At this point, someone enters and immediately wants to chat up Alex. His job must be exhausting – he has to be knowledgeable, charismatic, and he presumably can’t ever lose patience with the waves of guys who want to share their own personal stories or tell him things he’s already known for decades because he represents a famous celebrity. I’m feeling appreciative at the moment that I can just step aside and ignore the public. So that’s what I do, and I take a lap around the building.
Something Alex told me earlier in our conversation sticks in my head – Billy “likes how old stuff looks and how new stuff performs,” and that’s reflected in several customs that blend modern drivetrains with classic lines.
Don’t worry, there’s plenty of old stuff, too!
This is the “Sacred Cow” from Deus Ex Machina’s shop in Australia. It’s based on a Kawasaki W650.
Billy once rode this Stella with a sidecar out to meet the singer Bono for lunch.
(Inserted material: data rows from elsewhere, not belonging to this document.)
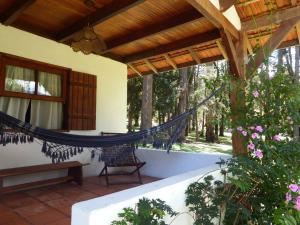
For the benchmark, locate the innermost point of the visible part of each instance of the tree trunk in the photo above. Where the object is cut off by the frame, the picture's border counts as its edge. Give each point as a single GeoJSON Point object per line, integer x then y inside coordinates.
{"type": "Point", "coordinates": [183, 97]}
{"type": "Point", "coordinates": [297, 74]}
{"type": "Point", "coordinates": [146, 117]}
{"type": "Point", "coordinates": [222, 126]}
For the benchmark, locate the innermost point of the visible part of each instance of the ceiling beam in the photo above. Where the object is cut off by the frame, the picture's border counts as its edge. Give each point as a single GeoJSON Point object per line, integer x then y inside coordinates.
{"type": "Point", "coordinates": [272, 44]}
{"type": "Point", "coordinates": [208, 10]}
{"type": "Point", "coordinates": [151, 66]}
{"type": "Point", "coordinates": [275, 18]}
{"type": "Point", "coordinates": [154, 29]}
{"type": "Point", "coordinates": [226, 4]}
{"type": "Point", "coordinates": [170, 61]}
{"type": "Point", "coordinates": [15, 11]}
{"type": "Point", "coordinates": [99, 16]}
{"type": "Point", "coordinates": [134, 69]}
{"type": "Point", "coordinates": [182, 65]}
{"type": "Point", "coordinates": [177, 45]}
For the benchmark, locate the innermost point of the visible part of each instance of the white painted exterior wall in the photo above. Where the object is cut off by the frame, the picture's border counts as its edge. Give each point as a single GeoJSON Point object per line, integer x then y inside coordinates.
{"type": "Point", "coordinates": [111, 94]}
{"type": "Point", "coordinates": [105, 209]}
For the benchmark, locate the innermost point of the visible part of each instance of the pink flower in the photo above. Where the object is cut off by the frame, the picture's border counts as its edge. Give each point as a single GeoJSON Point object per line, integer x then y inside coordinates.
{"type": "Point", "coordinates": [259, 154]}
{"type": "Point", "coordinates": [288, 197]}
{"type": "Point", "coordinates": [255, 94]}
{"type": "Point", "coordinates": [293, 187]}
{"type": "Point", "coordinates": [259, 129]}
{"type": "Point", "coordinates": [297, 203]}
{"type": "Point", "coordinates": [276, 138]}
{"type": "Point", "coordinates": [251, 146]}
{"type": "Point", "coordinates": [239, 129]}
{"type": "Point", "coordinates": [254, 135]}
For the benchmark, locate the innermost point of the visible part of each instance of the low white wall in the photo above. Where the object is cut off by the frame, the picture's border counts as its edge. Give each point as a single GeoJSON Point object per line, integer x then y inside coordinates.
{"type": "Point", "coordinates": [105, 209]}
{"type": "Point", "coordinates": [161, 164]}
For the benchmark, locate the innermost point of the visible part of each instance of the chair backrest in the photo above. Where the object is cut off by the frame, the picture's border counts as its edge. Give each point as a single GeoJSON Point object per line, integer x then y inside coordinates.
{"type": "Point", "coordinates": [118, 155]}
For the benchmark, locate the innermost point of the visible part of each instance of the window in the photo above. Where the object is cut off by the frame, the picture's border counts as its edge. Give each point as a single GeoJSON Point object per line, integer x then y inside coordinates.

He told Bono to send his driver away, and he’d take him back to his hotel in the hack. However, they got lost and had to start asking locals for directions. Imagine mowing your lawn when Billy Joel and Bono pull up on this and ask you how to get back to the city!
This beautiful custom 1979 Yamaha SR500 has Honda CR750 fuel tank and a colossal Yamaha TZ350 drum brake.
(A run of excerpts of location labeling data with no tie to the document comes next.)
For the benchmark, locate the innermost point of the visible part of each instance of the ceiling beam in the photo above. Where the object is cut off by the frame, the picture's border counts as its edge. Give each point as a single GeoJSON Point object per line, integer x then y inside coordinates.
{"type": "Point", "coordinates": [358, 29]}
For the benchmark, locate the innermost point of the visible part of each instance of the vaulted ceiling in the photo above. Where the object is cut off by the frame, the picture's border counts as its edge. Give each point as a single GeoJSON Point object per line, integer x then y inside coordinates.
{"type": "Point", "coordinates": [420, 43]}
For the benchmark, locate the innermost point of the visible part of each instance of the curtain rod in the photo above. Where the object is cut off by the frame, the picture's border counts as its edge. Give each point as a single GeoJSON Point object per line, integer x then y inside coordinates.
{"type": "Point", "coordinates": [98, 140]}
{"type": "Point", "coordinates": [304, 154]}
One of my favorites was yet to be completed (but it’s been so long since I visited that hopefully it’s ready to go now). It’s a BMW airhead with a Suzuki DR-Z400 front end, 19″ front wheel, and an Evan Wilcox aluminum tank.
The intent is to create a “modern version of a hypothetical BMW enduro from the 70s.”
Evan Wilcox is well-known for his ability to create custom alloy tanks and bodywork. Parts aren’t cheap and the wait is significant, but Alex is one of his many fans. Alex called up Evan at one point to inquire about a full fairing, but the ~$5,000 price was too much to swallow. Alex asked Evan to explain the process a bit, and they ended up speaking on the phone for about two and a half hours. “By the end of the call I had a good sense of how to shape aluminum and a very keen sense about why Evan gets his rates.”
I’ve got a few more photos from 20th Century Cycles here in this album, but obviously the ideal situation would be for you to visit it in person. This shop is about being part of the community – Billy grew up nearby, and he wanted to provide a much-needed destination in the area for people to ride to and enjoy. It’s not a charity or a write-off, it doesn’t make money, it’s just about making life better for local motorcyclists. I hope you get a chance to check it out!